Fatura da Sorte é versão 'pimba' do Min. das Finanças

O secretário-geral da Deco critica o sorteio 'Fatura da Sorte" por ser uma "versão pimba" do Ministério das Finanças para incentivar o pagamento de impostos e acusou o Governo de querer transformar os contribuintes em fiscais de impostos.

"Onde está aqui a sustentabilidade da economia portuguesa?", questiona em entrevista à Lusa Jorge Morgado, secretário-geral da associação de defesa dos consumidores, Deco, considerando o sorteio uma medida que "descentra" a obrigação de os consumidores pagarem impostos.

A razão de pagar impostos, acrescenta, é para ter mais proteção social e não para participar num "eventual" prémio de automóveis, "ainda por cima" topo de gama.

Em entrevista à Lusa por ocasião do Dia Mundial do Consumidor, que se comemora hoje, Jorge Morgado ressalva que a Deco "sempre defendeu" a obrigatoriedade e o interesse de os contribuintes pedirem fatura dos serviços e bens que compram, até para poderem reclamar.

"Somos claramente pela obrigação de os portugueses pagarem de forma justa os impostos. Não há sociedade que possa viver sem impostos devidamente pagos e administrados, para que haja prestações do Estado na saúde, ensino ou estradas", acrescenta.

Mas critica que sejam penalizados os consumidores que não pedem fatura, explicando não ser "correto" transformar os consumidores em "inquiridores e fiscais de impostos, em agentes de fiscalização" económica.

"Este governo tem recuado muito nas prestações sociais, ao mesmo tempo que aumenta os impostos, e temos consciência que há aqui alguma contradição e que não seria este o Governo com mais condições para mobilizar as pessoas para o pagamento de impostos", disse.

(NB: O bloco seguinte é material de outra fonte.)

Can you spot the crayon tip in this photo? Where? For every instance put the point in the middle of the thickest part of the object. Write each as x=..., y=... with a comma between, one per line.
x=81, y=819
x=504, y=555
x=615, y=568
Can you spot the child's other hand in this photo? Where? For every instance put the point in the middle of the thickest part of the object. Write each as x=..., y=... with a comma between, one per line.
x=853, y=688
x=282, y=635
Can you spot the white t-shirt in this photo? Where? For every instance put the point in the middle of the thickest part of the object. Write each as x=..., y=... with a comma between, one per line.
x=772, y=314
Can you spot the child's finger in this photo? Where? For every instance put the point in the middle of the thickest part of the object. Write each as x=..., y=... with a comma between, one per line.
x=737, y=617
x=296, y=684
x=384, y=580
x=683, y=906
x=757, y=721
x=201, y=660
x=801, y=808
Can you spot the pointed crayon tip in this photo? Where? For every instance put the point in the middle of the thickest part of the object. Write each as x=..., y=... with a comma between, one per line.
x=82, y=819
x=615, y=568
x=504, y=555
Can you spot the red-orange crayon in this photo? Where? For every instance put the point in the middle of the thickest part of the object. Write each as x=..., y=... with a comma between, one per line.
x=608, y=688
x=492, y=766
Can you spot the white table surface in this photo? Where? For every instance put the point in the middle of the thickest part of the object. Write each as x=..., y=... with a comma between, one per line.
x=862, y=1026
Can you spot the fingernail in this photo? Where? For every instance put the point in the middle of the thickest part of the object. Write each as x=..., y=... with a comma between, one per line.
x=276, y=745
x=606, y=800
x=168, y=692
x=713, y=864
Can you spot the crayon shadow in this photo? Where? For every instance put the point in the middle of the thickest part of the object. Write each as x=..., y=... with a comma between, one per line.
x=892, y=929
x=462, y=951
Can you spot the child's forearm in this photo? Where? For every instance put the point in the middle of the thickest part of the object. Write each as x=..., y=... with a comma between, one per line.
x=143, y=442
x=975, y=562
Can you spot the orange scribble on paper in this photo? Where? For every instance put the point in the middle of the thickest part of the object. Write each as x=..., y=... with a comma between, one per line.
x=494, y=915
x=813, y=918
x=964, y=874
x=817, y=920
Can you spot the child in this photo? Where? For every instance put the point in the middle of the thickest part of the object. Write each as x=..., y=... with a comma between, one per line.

Jorge Morgado acredita que a sensibilização dos contribuintes para a importância do pagamento dos impostos é um trabalho que deve ser feito nas famílias, nas escolas, nas comunidades.

"Os portugueses têm de ser educados para estas suas obrigações, não para terem carros de gama alta, mas para terem melhores serviços por parte do Estado", conclui.

Só este ano, o Governo estima gastar 2,7 milhões de euros com o sorteio 'Fatura da Sorte', a que se somam 756 mil euros orçamentados para 2015, com um custo total de 3,5 milhões de euros.

Todos os meses, por cada dez euros ou fração de dez euros da soma do valor total das faturas, o Fisco vai atribuir um cupão de acesso ao sorteio semanal de carros de gama alta, que vai arrancar em abril.

Cada cupão do sorteio semanal 'Fatura da Sorte' corresponde a dez euros, o que quer dizer que, por cada dez euros em faturas com o número de identificação fiscal, o contribuinte tem direito a um cupão no sorteio de automóveis.

Um contribuinte que, ao longo de um mês, peça faturas com o seu número de identificação fiscal no valor de cem euros (e que as comunique à autoridade competente) tem direito a dez cupões para o sorteio.